Alan Zendell, May 6, 2024
I was an undergraduate at Columbia College from 1960 to 1964. Columbia College was then the men’s undergraduate arts and sciences part of Columbia University. With just under 3,000 students, it represented about 8% of the total student body when I was there. We were very young – many incoming freshman were only seventeen or even younger – and like most kids in the early sixties, there was a lot we were passionately angry about.
In my class, the angry passion had an anti-military tone. Fifteen years after the end of WW2, six after Korea, most of us had lost family members or had seen fathers and uncles return home with physical injuries or psychological and neurological traumas.

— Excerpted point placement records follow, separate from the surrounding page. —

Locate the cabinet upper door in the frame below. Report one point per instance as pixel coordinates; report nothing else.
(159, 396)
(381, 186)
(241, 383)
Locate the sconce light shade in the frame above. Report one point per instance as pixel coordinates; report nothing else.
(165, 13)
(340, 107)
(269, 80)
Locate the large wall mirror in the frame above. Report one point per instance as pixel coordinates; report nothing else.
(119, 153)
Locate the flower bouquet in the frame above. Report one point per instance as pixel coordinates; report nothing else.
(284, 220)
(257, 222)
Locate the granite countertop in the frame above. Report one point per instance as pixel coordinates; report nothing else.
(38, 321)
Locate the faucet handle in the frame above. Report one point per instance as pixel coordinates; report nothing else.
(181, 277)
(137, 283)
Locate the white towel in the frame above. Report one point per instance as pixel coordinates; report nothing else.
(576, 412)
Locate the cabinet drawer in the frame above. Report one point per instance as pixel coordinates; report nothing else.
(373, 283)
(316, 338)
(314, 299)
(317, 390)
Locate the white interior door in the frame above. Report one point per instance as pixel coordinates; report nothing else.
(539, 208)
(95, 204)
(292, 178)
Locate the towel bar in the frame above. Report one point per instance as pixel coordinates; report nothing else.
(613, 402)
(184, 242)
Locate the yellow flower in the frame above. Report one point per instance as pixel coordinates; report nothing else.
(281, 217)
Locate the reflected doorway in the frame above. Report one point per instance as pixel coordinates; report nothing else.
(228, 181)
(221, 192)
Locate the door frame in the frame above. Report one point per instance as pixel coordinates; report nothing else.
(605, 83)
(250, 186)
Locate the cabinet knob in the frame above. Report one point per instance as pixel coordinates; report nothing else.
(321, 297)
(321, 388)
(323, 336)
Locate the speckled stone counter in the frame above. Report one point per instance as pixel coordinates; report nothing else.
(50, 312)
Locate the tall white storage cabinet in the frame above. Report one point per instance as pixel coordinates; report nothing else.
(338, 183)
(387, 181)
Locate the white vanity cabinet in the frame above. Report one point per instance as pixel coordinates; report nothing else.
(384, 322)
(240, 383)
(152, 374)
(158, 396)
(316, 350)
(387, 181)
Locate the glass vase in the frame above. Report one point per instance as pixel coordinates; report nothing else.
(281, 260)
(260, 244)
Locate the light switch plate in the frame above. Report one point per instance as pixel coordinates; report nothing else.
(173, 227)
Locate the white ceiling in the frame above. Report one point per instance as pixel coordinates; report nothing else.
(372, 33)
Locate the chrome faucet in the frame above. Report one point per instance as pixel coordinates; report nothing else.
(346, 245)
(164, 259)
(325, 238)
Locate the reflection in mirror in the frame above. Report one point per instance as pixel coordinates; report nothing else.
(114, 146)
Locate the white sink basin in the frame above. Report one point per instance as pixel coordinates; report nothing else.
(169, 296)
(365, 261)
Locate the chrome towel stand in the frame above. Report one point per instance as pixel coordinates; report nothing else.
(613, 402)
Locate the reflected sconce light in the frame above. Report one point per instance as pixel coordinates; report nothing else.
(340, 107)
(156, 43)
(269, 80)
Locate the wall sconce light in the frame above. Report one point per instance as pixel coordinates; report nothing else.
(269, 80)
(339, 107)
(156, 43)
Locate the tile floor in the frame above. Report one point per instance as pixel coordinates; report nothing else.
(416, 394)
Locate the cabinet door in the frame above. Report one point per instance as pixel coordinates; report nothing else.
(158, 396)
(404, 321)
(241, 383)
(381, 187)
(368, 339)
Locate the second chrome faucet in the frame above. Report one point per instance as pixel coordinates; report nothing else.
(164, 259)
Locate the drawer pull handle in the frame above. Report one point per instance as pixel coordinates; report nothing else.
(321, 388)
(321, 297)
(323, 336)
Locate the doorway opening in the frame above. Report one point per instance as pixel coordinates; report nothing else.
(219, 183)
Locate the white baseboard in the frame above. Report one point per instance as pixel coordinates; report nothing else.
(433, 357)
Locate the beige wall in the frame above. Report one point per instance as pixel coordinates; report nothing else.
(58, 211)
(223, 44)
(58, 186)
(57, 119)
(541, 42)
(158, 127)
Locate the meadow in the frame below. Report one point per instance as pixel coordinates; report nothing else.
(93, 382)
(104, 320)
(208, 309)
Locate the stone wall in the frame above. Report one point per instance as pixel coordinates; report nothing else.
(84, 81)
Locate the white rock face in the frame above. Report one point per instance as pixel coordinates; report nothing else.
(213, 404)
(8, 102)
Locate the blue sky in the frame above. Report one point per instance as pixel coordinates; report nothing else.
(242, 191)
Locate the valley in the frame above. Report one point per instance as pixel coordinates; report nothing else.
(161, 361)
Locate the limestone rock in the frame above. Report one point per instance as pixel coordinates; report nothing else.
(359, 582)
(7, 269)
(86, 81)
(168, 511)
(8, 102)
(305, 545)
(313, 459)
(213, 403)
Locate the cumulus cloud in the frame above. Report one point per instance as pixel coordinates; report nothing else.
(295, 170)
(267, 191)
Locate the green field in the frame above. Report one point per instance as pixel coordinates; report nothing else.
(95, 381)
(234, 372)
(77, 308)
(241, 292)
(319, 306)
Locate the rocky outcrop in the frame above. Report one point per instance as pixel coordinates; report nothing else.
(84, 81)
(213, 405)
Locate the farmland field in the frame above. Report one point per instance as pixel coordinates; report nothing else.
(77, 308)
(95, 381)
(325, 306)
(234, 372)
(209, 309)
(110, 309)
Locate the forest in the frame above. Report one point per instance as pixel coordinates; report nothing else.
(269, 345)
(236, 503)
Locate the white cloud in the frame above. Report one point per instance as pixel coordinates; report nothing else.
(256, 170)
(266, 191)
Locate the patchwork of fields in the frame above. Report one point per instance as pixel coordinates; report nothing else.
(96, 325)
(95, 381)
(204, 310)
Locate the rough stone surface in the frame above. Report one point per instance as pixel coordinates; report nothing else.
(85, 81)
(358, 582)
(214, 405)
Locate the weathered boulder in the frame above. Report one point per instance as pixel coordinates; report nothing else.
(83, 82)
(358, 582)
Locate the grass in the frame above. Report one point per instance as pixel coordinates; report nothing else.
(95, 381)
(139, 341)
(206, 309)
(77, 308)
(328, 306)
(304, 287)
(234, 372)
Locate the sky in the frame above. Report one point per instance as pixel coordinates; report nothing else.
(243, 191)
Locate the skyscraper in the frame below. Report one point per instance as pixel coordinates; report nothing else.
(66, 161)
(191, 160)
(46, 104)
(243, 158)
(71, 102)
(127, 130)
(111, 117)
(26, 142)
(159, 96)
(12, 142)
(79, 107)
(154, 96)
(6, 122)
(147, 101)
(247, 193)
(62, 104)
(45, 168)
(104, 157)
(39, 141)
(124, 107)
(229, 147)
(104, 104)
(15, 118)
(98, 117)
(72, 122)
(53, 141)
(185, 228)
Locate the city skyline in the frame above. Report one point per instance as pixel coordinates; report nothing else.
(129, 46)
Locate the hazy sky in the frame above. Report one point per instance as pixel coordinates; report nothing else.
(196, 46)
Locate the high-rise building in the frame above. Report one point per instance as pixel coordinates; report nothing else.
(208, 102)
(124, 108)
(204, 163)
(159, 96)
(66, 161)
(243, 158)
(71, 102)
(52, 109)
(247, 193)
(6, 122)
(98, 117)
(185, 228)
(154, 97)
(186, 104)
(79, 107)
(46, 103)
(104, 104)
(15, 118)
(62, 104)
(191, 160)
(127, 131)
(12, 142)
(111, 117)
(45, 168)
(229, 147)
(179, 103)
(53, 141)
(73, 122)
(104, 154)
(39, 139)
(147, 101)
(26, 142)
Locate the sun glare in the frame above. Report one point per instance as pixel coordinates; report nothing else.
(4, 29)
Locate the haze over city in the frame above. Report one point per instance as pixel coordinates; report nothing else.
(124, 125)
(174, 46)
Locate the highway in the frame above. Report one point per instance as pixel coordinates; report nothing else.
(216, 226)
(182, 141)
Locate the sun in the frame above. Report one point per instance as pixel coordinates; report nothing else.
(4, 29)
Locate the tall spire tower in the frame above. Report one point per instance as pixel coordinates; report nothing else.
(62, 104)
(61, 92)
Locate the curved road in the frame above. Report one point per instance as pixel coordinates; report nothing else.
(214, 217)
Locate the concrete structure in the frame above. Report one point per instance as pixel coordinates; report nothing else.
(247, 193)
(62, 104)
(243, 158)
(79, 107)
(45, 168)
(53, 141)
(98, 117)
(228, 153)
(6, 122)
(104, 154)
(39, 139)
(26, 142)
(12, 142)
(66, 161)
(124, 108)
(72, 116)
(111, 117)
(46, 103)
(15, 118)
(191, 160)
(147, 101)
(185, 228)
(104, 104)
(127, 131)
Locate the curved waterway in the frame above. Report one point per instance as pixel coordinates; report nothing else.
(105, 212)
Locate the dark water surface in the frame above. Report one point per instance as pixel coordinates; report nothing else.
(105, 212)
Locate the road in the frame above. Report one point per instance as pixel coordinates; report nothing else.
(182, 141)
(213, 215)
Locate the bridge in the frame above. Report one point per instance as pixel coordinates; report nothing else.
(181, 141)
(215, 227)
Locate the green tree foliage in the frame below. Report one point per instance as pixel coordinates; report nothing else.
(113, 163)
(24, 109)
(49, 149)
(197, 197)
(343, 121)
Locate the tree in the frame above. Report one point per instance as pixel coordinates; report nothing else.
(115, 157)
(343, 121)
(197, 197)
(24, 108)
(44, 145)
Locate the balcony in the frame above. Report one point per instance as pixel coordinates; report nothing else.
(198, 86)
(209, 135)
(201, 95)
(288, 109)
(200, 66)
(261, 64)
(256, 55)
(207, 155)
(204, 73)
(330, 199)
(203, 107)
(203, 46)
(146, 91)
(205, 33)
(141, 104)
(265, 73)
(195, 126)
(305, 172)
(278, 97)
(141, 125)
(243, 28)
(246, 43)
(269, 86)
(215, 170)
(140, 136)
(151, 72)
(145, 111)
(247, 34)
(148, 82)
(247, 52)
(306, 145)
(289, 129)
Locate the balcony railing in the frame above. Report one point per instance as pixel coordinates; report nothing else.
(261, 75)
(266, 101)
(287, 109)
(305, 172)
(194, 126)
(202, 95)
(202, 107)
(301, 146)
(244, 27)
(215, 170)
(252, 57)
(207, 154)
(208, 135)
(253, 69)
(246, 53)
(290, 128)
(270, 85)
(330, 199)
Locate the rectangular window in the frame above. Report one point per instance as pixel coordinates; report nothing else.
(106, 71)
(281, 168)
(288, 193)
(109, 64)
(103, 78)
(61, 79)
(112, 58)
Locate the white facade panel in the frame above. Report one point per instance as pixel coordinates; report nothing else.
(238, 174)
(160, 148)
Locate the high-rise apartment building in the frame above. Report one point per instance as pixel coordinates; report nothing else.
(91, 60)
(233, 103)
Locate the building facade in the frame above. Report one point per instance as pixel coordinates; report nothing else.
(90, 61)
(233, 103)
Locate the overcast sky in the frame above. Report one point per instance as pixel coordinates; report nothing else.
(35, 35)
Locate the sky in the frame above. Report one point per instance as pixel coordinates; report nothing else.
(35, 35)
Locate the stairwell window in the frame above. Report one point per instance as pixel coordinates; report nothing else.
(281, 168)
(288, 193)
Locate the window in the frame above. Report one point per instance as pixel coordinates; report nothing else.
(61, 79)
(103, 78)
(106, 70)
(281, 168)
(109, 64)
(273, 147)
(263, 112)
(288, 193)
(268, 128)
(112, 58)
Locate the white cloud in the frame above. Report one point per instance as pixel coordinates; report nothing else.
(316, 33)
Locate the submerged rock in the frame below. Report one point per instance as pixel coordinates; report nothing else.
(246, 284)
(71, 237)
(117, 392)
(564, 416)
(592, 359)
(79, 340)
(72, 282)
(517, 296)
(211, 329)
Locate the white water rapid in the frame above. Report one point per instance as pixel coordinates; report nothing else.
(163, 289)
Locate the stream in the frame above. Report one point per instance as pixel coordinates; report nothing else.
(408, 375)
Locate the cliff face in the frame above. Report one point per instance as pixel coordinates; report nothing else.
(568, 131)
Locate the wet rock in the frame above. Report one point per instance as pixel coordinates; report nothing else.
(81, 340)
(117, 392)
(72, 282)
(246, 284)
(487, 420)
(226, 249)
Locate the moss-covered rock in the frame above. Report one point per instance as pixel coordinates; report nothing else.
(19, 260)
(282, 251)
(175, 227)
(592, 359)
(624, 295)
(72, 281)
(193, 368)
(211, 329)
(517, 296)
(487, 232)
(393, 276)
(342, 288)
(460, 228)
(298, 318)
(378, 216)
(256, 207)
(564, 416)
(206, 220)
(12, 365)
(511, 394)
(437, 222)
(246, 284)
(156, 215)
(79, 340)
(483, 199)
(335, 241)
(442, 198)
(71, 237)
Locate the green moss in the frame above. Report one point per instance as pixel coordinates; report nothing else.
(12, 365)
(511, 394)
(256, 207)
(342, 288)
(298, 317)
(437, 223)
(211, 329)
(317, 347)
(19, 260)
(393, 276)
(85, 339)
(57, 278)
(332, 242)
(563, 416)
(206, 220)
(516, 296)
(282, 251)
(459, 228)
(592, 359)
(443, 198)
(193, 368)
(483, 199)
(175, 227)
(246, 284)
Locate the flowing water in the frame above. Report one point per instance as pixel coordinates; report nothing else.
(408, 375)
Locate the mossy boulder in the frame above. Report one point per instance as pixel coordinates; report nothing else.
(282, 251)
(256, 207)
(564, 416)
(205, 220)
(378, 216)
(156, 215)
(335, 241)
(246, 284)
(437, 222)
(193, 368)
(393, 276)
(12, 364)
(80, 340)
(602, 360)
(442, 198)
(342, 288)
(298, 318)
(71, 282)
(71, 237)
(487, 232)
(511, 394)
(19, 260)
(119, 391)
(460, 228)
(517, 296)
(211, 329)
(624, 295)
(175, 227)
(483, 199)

With nothing better to do when we were done studying, we staged protests against the Reserve Officers’ Training Corps (ROTC.)
Columbia was expensive, especially for a kid like me whose family never had a penny to spare and who could have gone to City College for free. ROTC offered to pay students’ expenses in exchange for a year of military service for each year of support they received. In today’s world, that sounds like a fair offer, but in the early sixties, with civil rights workers being murdered, our growing involvement in Vietnam, and the Russians arming Cuba with missiles, the largely left-wing student body needed a target for their anxiety, and ROTC fit the bill perfectly.
I confess: the protests were fun and a welcome relief from the stress of studying physics and math in the pressure cooker environment that was Columbia. When there were no ROTC people around to harass, we remembered that Barnard College was just across Broadway, so we went on late night panty raids, which tells you how seriously we took our protests. That sounds benign, but the seeds of much louder and more violent protests had been sown, and the year after I graduated, Columbia erupted in demonstrations that looked a lot like the ones we’ve seen in 2024, and the same thing happened later at Cornell, the year after I graduated.
Columbia student Mark Rudd had founded the Weathermen from the ranks of the anti-war group Students for a Democratic Society. From 1965 on, they were among the loudest and most violent groups protesting the Vietnam War. At Cornell, in rural central New York, there was less to protest directly, so the demonstrators tried hatching a plot to blow up the Niagara Power Station.
Sixty years later, Columbia was again at the center of a storm of protests that spread around the world, this time, allegedly, in support of Palestinian civilians in Gaza. In the sixties, Mark Rudd was one of many home-grown activists, but it was clear that he and his followers were also being aided and incited by political agitators not connected to the university. The pro-Palestinian protestors are also largely radical students, but in recent days, local police departments have reported that more than half the people arrested on campuses were outsiders.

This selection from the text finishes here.